Penn State Athletics Director Tim Curley said that supporting broad-based programming is becoming increasingly difficult for Division I programs as competitors put more resources into fewer programs.

But you have to leave the press release* and go to an actual newspaper (kind of) to get real quotes:

"The economic realities facing athletics will have a major impact on sponsorship and participation in the years ahead and, without changes, the number of sports will be reduced, mostly at the men's Olympic-sports level, many of which could return to club status," Curley said.

But this gets even better: to understand the full story you have to go to a third source*, the AP (which I can strangely only find on the website of a Mobile CBS affiliate).  The Knight Commission has been occasionally suggesting that congress or some other governing body should step in and cap coaching salaries to control costs.  Curley (at the same meeting, from what I can tell) is on the other side of the fence this time:

"This area of salaries is very complex," said Penn State AD Tim Curley. "I just don't know if going to Congress for that exemption is the appropriate thing to do.

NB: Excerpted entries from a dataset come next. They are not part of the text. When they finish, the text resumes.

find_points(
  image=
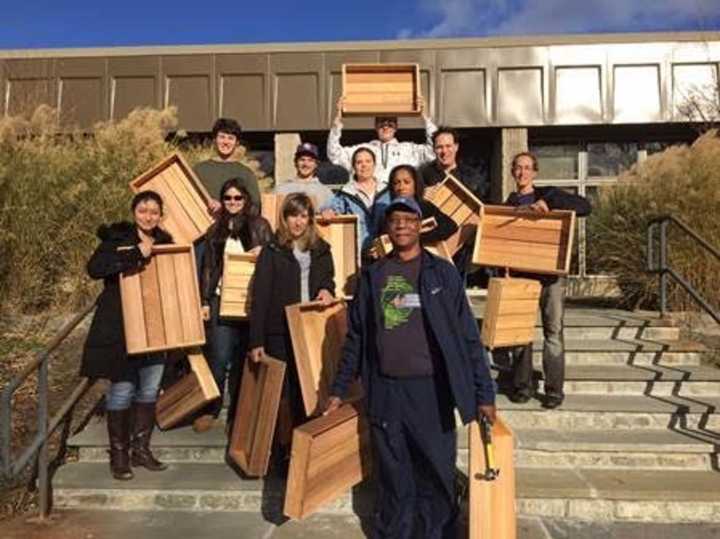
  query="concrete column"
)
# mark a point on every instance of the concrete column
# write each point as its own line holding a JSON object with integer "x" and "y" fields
{"x": 285, "y": 146}
{"x": 508, "y": 143}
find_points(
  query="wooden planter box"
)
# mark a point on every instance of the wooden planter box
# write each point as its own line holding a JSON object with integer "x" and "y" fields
{"x": 330, "y": 455}
{"x": 256, "y": 415}
{"x": 271, "y": 204}
{"x": 523, "y": 241}
{"x": 188, "y": 395}
{"x": 492, "y": 503}
{"x": 161, "y": 302}
{"x": 238, "y": 271}
{"x": 318, "y": 334}
{"x": 341, "y": 233}
{"x": 510, "y": 312}
{"x": 381, "y": 89}
{"x": 185, "y": 200}
{"x": 461, "y": 205}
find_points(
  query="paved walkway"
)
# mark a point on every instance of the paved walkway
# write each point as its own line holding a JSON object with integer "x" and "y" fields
{"x": 182, "y": 525}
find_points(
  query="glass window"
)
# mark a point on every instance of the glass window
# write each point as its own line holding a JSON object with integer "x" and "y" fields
{"x": 596, "y": 262}
{"x": 610, "y": 158}
{"x": 557, "y": 161}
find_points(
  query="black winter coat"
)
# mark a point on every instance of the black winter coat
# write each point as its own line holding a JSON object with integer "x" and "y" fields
{"x": 556, "y": 199}
{"x": 277, "y": 284}
{"x": 257, "y": 233}
{"x": 104, "y": 354}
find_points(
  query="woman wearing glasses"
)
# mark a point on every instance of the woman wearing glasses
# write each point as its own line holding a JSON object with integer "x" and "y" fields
{"x": 238, "y": 229}
{"x": 296, "y": 267}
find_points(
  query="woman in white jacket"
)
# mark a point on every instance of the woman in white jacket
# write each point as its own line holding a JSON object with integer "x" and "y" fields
{"x": 388, "y": 151}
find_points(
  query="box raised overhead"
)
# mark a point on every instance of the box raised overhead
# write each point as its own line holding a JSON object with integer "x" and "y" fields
{"x": 381, "y": 89}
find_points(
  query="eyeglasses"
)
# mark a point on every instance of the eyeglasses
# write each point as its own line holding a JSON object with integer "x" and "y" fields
{"x": 399, "y": 221}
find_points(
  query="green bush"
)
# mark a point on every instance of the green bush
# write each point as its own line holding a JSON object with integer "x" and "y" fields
{"x": 55, "y": 190}
{"x": 683, "y": 181}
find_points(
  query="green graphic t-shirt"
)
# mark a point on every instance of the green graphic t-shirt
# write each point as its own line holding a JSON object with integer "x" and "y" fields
{"x": 404, "y": 349}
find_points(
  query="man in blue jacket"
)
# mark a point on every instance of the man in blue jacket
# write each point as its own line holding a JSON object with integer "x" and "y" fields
{"x": 541, "y": 200}
{"x": 415, "y": 345}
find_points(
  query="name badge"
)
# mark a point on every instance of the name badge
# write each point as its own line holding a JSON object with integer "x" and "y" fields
{"x": 410, "y": 301}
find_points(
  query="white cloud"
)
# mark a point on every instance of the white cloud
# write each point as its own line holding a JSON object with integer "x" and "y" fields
{"x": 504, "y": 17}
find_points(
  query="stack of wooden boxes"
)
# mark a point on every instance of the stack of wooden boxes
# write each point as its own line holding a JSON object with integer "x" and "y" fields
{"x": 161, "y": 301}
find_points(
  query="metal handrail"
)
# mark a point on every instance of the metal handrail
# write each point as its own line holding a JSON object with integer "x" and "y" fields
{"x": 661, "y": 223}
{"x": 12, "y": 468}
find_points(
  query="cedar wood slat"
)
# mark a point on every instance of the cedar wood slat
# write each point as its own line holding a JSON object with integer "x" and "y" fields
{"x": 492, "y": 503}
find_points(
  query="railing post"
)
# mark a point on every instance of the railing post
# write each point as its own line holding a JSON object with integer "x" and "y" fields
{"x": 43, "y": 479}
{"x": 663, "y": 267}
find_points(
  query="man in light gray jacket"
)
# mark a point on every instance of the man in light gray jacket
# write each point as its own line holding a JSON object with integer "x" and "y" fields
{"x": 389, "y": 152}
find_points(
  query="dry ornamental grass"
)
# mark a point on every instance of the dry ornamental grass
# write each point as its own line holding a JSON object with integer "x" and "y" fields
{"x": 683, "y": 181}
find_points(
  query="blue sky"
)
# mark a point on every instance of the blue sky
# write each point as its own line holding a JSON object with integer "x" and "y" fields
{"x": 82, "y": 23}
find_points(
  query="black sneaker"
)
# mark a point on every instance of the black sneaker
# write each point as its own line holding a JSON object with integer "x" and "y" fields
{"x": 552, "y": 401}
{"x": 518, "y": 397}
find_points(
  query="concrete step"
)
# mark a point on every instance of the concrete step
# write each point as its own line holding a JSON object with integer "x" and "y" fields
{"x": 599, "y": 495}
{"x": 628, "y": 352}
{"x": 638, "y": 380}
{"x": 659, "y": 448}
{"x": 177, "y": 445}
{"x": 614, "y": 449}
{"x": 615, "y": 332}
{"x": 603, "y": 412}
{"x": 687, "y": 389}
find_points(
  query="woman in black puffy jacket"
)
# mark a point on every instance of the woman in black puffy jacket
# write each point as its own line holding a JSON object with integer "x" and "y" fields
{"x": 135, "y": 381}
{"x": 238, "y": 229}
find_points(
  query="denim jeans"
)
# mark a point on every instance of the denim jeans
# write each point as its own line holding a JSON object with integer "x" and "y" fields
{"x": 227, "y": 348}
{"x": 552, "y": 310}
{"x": 143, "y": 389}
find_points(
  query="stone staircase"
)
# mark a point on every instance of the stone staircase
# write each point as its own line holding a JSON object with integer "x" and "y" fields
{"x": 636, "y": 439}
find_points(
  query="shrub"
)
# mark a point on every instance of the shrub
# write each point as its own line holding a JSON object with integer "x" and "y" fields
{"x": 55, "y": 190}
{"x": 683, "y": 181}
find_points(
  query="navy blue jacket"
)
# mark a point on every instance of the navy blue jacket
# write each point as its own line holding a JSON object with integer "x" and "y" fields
{"x": 447, "y": 315}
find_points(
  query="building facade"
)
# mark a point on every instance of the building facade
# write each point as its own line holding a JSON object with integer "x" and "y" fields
{"x": 589, "y": 106}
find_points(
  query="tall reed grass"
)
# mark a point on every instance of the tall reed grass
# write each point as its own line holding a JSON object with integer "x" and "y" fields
{"x": 683, "y": 181}
{"x": 56, "y": 189}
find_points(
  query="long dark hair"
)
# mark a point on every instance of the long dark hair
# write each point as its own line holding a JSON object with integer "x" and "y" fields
{"x": 414, "y": 174}
{"x": 234, "y": 226}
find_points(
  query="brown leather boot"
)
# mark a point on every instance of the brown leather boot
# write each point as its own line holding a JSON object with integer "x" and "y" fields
{"x": 142, "y": 432}
{"x": 118, "y": 422}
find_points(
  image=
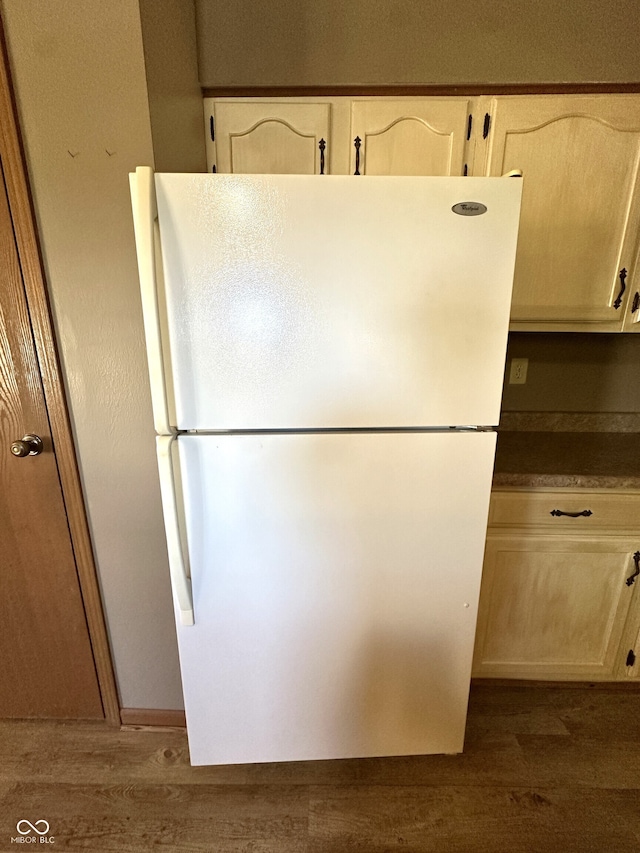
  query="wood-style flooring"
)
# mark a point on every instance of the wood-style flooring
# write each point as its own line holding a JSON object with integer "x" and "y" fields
{"x": 545, "y": 770}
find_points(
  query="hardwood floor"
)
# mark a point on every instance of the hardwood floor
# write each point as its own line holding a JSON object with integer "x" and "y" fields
{"x": 545, "y": 770}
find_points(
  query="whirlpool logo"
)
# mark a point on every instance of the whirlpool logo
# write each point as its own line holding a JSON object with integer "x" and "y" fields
{"x": 33, "y": 833}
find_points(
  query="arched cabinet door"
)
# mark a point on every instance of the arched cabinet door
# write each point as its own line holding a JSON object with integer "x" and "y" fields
{"x": 271, "y": 138}
{"x": 580, "y": 219}
{"x": 425, "y": 137}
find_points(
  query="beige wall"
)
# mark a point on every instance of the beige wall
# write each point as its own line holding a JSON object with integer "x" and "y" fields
{"x": 360, "y": 42}
{"x": 575, "y": 373}
{"x": 79, "y": 74}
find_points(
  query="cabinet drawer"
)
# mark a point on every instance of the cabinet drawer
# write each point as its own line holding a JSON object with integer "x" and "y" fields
{"x": 540, "y": 508}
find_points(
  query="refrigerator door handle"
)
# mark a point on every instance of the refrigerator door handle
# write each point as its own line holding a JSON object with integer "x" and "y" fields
{"x": 178, "y": 558}
{"x": 147, "y": 234}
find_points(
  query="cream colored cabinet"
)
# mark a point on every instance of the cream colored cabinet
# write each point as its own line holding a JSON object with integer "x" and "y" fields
{"x": 265, "y": 137}
{"x": 559, "y": 600}
{"x": 338, "y": 136}
{"x": 409, "y": 137}
{"x": 576, "y": 265}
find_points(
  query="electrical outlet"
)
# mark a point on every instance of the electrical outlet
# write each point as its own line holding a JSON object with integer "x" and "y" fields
{"x": 518, "y": 373}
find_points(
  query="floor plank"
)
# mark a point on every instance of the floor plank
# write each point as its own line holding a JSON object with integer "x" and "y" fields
{"x": 544, "y": 770}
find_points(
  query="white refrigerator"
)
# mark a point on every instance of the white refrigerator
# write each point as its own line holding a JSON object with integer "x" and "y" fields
{"x": 326, "y": 358}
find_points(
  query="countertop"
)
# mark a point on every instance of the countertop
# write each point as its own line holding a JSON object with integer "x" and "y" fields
{"x": 568, "y": 450}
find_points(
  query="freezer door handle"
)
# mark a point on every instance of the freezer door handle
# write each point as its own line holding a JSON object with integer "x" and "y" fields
{"x": 171, "y": 492}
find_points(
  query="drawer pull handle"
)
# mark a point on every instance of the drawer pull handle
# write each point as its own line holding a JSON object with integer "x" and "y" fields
{"x": 622, "y": 275}
{"x": 636, "y": 560}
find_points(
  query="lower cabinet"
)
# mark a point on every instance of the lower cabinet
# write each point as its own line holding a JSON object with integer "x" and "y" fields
{"x": 559, "y": 598}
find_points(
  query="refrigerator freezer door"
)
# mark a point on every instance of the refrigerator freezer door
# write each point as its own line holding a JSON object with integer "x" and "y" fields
{"x": 335, "y": 581}
{"x": 304, "y": 302}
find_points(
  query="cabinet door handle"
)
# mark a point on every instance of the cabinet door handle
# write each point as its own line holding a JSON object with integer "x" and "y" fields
{"x": 622, "y": 275}
{"x": 636, "y": 560}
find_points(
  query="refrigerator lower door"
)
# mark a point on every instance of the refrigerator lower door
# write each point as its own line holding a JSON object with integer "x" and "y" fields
{"x": 335, "y": 587}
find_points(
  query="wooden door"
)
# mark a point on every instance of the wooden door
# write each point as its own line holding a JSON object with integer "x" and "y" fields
{"x": 271, "y": 138}
{"x": 423, "y": 137}
{"x": 580, "y": 217}
{"x": 553, "y": 607}
{"x": 47, "y": 662}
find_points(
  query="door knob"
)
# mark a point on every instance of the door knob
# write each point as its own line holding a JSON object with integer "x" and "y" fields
{"x": 29, "y": 445}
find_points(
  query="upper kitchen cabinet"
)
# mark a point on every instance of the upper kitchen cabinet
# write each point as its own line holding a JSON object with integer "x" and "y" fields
{"x": 409, "y": 137}
{"x": 576, "y": 267}
{"x": 265, "y": 137}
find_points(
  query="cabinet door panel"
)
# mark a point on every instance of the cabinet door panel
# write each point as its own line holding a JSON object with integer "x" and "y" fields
{"x": 579, "y": 157}
{"x": 553, "y": 608}
{"x": 425, "y": 137}
{"x": 271, "y": 138}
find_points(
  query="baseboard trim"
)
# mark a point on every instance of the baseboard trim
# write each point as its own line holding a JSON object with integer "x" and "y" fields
{"x": 581, "y": 685}
{"x": 152, "y": 717}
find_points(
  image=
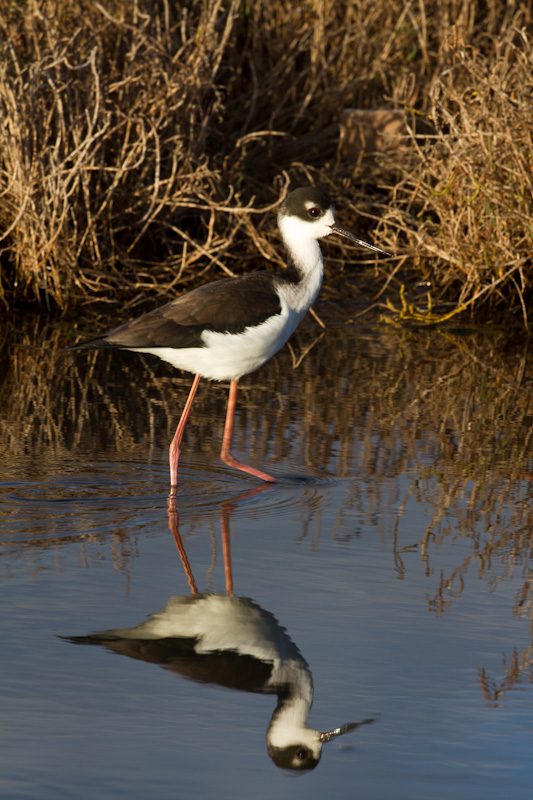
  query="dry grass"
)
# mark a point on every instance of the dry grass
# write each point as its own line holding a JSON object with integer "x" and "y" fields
{"x": 140, "y": 143}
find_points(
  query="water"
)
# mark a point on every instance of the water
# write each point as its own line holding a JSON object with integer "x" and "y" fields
{"x": 394, "y": 554}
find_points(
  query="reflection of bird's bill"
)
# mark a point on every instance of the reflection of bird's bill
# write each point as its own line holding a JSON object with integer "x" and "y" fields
{"x": 347, "y": 235}
{"x": 350, "y": 726}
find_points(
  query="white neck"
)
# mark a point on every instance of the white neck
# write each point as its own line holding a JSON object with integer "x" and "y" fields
{"x": 304, "y": 252}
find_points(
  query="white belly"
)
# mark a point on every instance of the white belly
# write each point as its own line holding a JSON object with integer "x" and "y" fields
{"x": 228, "y": 356}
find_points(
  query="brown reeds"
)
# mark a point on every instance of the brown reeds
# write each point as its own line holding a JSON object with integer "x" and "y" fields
{"x": 140, "y": 143}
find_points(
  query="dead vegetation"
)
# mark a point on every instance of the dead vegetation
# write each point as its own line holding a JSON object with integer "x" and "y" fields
{"x": 142, "y": 142}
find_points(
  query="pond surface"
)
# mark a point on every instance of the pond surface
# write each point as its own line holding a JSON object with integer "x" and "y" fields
{"x": 387, "y": 575}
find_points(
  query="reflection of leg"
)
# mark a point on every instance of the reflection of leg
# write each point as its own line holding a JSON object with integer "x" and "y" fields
{"x": 225, "y": 453}
{"x": 225, "y": 513}
{"x": 174, "y": 450}
{"x": 173, "y": 524}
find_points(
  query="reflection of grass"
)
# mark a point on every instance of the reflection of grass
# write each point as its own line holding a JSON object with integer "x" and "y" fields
{"x": 453, "y": 412}
{"x": 139, "y": 142}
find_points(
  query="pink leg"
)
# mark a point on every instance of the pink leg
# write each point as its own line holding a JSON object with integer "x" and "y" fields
{"x": 174, "y": 450}
{"x": 225, "y": 454}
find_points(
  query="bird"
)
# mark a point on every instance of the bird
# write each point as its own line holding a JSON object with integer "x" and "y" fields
{"x": 232, "y": 642}
{"x": 230, "y": 327}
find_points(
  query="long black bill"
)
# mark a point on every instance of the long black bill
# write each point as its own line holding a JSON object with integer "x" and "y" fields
{"x": 350, "y": 726}
{"x": 347, "y": 235}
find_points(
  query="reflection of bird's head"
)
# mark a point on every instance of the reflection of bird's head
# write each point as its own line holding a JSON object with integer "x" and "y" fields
{"x": 299, "y": 757}
{"x": 304, "y": 752}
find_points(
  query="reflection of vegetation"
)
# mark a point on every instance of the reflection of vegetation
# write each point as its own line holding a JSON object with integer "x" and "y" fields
{"x": 453, "y": 412}
{"x": 141, "y": 142}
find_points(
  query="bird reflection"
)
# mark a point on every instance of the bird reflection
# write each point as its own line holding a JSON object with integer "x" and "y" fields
{"x": 232, "y": 642}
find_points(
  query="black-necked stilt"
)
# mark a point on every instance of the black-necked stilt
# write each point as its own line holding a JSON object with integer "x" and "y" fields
{"x": 226, "y": 329}
{"x": 232, "y": 642}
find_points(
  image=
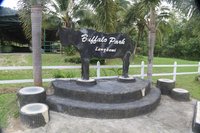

The bottom line is we're in a competitive marketplace no different from the universities are in a competitive marketplace for presidents, provosts, deans, other people on campus."

This is really interesting.  Penn State pays their head football coach an incredibly cheap $500K per year.  RichRod is making $2.5 million, Ferentz is making something like $2.84 million, and JimmyVest is at or around $3.5 million.  Why would Curley want let these schools pay some of the highest salaries in college football when he knows he has another 2-4 years left of Paterno at a fifth of that and a very good chance of getting Bradley or LJSR to take over at something comparable?

It doesn't make much sense, especially for a guy who is self-funding his entire department, unless he isn't so sure about (1) wanting to promote one of the assistants to HC, or (2) being able to retain them for such a low salary.  The other side of this is that, if it come down to it, Penn State could compete in a bidding war with just about anyone right now, and probably win 98% of the time.  It's not a bad option to have in your back pocket.

 

Note: if you are tired of hearing me comment on the news industry just skip the footnotes.  I understand.

*Although what is really sad here is that it's not a press release at all; the first story I linked has a byline from Kate Hairopoulos of The Dallas Morning News, on the website of The Dallas Morning News.  She drops a couple of really insightful things like, "Just don't know that there's much anybody can do about it." and then literally copy/pastes the entire press release.  Here is some free advise for newspapers: that isn't the model of the future.

**Long live the aggregator, i guess.